Au Royaume-Uni, l'enquête sur le meurtre du Britannique noir Stephen Lawrence a conclu que la police enquêteuse était institutionnellement raciste. Sir William Macpherson de Cluny a utilisé le terme comme une description de «l'échec collectif d'une organisation à fournir un service approprié et professionnel aux personnes en raison de leur couleur, de leur culture ou de leur origine ethnique», qui «peut être vu ou détecté dans les processus, les attitudes , et les comportements, qui équivalent à de la discrimination par des préjugés involontaires, l'ignorance, l'insouciance et les stéréotypes racistes, qui désavantagent les minorités ethniques ».

Le rapport d'enquête de Stephen Lawrence et la réponse du public à ce sujet ont été parmi les principaux facteurs qui ont forcé la police métropolitaine à traiter son traitement des minorités ethniques. Plus récemment, l'ancien commissaire de la police métropolitaine, Sir Ian Blair, a déclaré que les médias britanniques étaient institutionnellement racistes, un commentaire qui offensait les journalistes, provoquant des réactions de colère de la part des médias, bien que l'association de police ait salué l'évaluation de Sir Ian.

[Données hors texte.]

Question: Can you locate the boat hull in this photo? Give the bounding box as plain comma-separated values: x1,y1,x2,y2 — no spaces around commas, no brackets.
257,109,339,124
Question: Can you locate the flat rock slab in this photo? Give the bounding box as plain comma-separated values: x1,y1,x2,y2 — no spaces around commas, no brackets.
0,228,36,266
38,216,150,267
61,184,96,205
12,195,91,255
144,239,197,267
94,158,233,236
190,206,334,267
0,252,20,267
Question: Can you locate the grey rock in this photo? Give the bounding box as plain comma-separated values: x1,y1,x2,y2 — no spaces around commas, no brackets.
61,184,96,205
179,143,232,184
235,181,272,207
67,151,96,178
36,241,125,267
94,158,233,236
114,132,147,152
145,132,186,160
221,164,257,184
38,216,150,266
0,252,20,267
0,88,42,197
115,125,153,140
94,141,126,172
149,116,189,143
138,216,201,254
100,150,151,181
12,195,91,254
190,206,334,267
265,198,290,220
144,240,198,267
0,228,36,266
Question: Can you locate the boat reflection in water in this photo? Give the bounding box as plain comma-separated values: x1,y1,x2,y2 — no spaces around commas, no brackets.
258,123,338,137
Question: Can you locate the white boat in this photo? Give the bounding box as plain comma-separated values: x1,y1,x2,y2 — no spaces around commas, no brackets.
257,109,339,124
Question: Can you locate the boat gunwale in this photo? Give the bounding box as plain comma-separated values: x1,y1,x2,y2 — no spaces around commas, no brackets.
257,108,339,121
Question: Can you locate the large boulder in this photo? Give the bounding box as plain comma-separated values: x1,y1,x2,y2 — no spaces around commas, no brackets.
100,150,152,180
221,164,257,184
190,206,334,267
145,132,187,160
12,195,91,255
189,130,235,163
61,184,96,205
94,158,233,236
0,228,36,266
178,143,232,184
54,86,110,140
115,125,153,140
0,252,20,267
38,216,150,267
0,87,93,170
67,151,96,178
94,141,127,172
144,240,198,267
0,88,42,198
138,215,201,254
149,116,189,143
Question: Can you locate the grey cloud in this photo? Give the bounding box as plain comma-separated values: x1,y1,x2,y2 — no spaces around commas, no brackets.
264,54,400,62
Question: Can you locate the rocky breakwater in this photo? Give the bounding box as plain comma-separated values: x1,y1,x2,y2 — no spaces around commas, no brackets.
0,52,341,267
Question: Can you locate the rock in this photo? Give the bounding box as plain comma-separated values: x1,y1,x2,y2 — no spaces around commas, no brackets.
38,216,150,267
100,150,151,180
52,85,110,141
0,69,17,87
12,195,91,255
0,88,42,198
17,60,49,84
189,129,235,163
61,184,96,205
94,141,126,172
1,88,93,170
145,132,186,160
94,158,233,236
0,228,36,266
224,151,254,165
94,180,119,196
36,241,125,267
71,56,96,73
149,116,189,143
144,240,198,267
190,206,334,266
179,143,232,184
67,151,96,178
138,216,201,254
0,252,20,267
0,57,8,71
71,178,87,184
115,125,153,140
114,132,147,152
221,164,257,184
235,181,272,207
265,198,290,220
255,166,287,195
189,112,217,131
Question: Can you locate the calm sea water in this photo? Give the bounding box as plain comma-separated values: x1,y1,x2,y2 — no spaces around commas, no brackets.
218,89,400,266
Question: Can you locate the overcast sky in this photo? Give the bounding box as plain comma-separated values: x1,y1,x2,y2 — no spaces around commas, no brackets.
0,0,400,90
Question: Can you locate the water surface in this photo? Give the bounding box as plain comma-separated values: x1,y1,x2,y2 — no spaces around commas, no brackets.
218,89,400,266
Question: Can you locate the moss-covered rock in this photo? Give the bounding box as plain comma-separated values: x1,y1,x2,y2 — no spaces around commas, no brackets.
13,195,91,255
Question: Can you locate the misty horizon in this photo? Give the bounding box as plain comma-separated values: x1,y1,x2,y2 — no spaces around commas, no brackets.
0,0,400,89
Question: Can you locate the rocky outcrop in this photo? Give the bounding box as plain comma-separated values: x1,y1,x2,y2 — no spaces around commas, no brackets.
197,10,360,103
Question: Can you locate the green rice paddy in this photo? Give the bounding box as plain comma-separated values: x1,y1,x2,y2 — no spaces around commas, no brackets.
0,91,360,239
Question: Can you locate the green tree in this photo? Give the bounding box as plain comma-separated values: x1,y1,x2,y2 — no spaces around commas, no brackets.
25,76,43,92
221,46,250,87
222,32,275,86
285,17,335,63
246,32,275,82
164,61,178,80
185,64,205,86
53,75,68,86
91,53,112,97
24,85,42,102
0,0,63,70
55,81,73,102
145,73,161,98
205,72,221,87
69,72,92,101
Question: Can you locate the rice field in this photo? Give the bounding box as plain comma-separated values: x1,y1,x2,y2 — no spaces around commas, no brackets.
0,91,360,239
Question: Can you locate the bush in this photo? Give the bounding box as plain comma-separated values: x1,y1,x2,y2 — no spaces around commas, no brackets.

En mai 2010, le service de police métropolitain de Londres a été confronté à un cas de racisme alors qu'un officier supérieur noir affirmait qu'il était sur le côté. Un haut officier noir a poursuivi la police métropolitaine pour discrimination raciale alors que des policiers de haut rang avaient dissimulé un rapport dommageable alléguant du racisme dans les rangs.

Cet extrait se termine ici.